The Saint Peter The Young protestant church
September 25th 2019, by Gustave
This is undoubtedly not the most well known, it is certainly not the most visible, it probably goes unnoticed by the traveler that passes by Strasbourg… and yet, the Saint Peter the Young protestant church in Strasbourg has many things to tell us about the history of our city.
At Strasbourg’s origins
While the site of the current church still remained outside the walls of the city, diggings brought to light a hypogeum that dated back at the 8th or 9th century.
We are here in a rather unclear period of Strasbourg’s history, but this shows with certainty that the Roman tradition went on until the Merovingian era and that the dead were buried outside the city. The location is not surprising, as the sanctuary is located on the margin of Argentoratum’s Cardo, its major North-South axis and the current Rue de la Nuée Bleue… indeed, one of the oldest streets in Strasbourg!
The current church
This church being a patchwork of successive constructions and reconstructions, it is hard to pick a construction date…. Yet we know it got consecrated circa 1050 and was still outside the city’s walls. Maybe this is the reason for its poor maintenance, though the first three levels of the western tower, and the cloister especially, remind us of these past times.
We have to wait until 1290 and the church’s integration into the urban territory for the currently visible naves and choir to spring forth. Less than a century later, 3 chapels will be built around the tower: one dedicated to Saint John, another to Saint Nicolas and the last one named the Zorn chapel, a well-known name to those initiated in Strasbourg’s history. In 1491, Hans Hammer will build as well the Trinity Chapel, just below the choir, a testimony to the parish’s importance.

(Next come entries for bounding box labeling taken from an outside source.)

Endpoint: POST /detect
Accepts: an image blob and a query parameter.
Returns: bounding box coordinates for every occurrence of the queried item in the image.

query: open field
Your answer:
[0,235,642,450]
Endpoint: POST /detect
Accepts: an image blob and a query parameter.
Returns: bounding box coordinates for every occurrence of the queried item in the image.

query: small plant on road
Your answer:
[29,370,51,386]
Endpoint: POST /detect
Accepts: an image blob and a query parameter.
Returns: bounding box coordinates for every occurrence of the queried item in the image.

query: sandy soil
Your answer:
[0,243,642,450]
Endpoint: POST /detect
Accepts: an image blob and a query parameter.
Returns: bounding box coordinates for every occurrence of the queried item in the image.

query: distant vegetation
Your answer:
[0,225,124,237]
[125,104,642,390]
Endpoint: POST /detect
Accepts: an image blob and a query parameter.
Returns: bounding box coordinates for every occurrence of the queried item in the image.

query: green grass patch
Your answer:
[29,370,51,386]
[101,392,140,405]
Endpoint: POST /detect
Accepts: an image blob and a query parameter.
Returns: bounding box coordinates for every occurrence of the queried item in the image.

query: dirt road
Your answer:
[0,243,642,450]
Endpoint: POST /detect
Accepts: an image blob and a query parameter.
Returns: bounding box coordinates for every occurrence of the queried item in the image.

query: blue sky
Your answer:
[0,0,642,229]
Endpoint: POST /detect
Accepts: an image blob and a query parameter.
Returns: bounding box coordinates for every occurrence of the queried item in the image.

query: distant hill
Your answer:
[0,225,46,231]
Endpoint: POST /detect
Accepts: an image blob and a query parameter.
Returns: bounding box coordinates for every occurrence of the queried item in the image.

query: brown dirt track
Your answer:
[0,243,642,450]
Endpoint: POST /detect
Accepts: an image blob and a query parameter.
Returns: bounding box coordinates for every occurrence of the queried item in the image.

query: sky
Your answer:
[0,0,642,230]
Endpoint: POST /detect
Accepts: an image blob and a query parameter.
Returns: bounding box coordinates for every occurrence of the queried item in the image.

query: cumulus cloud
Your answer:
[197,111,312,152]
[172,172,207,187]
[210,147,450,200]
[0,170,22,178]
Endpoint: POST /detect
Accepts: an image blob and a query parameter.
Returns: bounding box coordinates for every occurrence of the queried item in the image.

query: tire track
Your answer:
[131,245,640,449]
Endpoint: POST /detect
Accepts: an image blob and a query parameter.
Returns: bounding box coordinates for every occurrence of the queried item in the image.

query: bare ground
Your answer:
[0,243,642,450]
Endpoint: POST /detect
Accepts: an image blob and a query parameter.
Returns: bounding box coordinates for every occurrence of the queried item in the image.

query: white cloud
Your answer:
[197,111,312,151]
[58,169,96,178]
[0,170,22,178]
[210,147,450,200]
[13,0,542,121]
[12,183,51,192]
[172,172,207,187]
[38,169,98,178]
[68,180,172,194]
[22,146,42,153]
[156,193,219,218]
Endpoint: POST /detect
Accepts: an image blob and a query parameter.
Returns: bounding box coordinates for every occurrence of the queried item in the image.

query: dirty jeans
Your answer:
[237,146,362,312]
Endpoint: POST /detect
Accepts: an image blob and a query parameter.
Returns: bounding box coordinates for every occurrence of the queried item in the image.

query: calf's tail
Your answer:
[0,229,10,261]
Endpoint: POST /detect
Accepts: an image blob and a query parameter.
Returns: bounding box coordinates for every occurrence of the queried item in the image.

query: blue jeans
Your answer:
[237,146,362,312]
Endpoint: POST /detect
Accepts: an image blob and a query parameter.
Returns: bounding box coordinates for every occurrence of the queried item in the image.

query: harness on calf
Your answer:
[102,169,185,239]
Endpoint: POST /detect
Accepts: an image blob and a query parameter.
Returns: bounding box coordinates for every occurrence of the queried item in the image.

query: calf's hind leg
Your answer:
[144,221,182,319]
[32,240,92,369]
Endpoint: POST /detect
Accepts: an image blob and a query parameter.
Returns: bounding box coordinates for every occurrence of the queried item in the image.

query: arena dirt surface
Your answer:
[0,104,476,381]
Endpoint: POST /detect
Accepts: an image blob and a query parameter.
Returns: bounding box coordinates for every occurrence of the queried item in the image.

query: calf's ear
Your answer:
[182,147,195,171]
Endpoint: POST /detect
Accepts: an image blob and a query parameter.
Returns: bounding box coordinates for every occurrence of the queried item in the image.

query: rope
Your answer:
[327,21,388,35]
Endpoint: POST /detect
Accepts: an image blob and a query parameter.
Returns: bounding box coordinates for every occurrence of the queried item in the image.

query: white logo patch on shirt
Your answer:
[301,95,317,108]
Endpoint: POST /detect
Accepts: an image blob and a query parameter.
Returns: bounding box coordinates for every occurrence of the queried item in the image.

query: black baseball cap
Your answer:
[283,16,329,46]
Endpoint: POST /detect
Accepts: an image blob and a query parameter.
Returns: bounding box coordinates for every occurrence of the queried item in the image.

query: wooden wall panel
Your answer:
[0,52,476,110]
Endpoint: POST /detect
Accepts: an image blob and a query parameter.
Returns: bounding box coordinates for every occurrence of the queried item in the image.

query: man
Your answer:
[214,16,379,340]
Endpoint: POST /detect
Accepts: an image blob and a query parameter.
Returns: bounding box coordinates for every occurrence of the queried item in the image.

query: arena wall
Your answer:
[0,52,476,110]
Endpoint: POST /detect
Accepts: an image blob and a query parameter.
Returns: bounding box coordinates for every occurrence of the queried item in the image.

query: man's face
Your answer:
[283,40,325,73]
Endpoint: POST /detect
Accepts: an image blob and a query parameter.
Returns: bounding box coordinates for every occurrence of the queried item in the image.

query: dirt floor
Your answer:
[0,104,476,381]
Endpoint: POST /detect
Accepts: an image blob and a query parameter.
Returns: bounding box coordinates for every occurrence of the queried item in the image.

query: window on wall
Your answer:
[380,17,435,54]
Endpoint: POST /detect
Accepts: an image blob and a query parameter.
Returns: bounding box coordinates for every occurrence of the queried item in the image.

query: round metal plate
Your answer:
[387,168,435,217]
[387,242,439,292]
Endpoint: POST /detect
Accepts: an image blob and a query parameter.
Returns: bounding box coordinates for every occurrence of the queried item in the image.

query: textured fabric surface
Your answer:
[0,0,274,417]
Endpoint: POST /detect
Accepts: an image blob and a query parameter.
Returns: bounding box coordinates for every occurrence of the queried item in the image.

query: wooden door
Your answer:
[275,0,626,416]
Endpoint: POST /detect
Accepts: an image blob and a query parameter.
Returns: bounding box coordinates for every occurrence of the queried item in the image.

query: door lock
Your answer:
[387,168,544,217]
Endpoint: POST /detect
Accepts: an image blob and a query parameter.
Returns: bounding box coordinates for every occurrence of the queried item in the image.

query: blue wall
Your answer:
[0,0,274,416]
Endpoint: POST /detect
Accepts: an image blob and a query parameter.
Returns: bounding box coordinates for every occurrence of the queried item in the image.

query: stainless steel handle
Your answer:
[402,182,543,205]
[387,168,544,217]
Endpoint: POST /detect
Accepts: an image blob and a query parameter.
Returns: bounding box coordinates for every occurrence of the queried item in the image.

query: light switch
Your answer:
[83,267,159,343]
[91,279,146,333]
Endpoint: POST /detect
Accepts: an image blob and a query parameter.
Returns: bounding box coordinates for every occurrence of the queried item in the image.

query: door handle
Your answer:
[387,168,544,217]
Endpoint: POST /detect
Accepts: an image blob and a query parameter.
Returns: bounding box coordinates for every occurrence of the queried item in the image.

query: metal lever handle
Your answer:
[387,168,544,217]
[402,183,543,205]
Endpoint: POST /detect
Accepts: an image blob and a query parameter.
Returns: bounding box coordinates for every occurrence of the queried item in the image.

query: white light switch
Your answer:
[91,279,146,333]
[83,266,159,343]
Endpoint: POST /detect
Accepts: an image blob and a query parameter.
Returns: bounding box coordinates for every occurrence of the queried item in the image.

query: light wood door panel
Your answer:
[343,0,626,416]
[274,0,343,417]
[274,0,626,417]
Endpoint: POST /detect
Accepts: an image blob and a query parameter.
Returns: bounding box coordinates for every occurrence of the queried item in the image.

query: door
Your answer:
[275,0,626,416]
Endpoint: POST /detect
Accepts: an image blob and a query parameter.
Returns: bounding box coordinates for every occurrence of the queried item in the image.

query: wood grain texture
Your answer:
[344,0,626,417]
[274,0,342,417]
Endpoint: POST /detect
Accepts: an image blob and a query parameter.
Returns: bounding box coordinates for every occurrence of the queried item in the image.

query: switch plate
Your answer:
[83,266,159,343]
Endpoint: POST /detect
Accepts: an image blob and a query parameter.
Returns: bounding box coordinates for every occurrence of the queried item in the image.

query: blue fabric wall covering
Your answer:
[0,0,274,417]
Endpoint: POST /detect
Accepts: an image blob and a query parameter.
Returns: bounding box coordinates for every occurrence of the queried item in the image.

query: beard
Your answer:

At last, we will have to wait until the end of the 19th century and Karl Schaeffer’s renovations for our church to finally look like it does now. His most significant contribution will be the new south portal, nicknamed “Erwin’s portal”. It stands as a tribute to the Cathedral’s portal, in particular with the Wise Virgins and the Foolish Virgins or with an up to date representation of the Church and the Synagogue.
Inside Saint Peter The Young
Among this church’s many jewels, you mustn’t miss its above-mentioned cloister, one of the oldest in France. Although they were entirely restored by Schaeffer, the north, west and south galleries are faithfully recreated in accordance with their original style and with the reuse of materials unearthed during the restoration works.
You should also take the time to observe the Navicelle fresco, painted circa 1320, an allegory of the Church borrowed from Giotto di Bondone’s Mosaic in Saint Peter in the Vatican a few decades earlier.
Last but not least, come admire the rood screen, one of the few who made it through the Protestant Reformation and the Revolution. In fact, this is the only gothic rood screen that remained intact in Alsace. Not to waste anything, it also serves as a support for the magnificent 1780 Silbermann organ.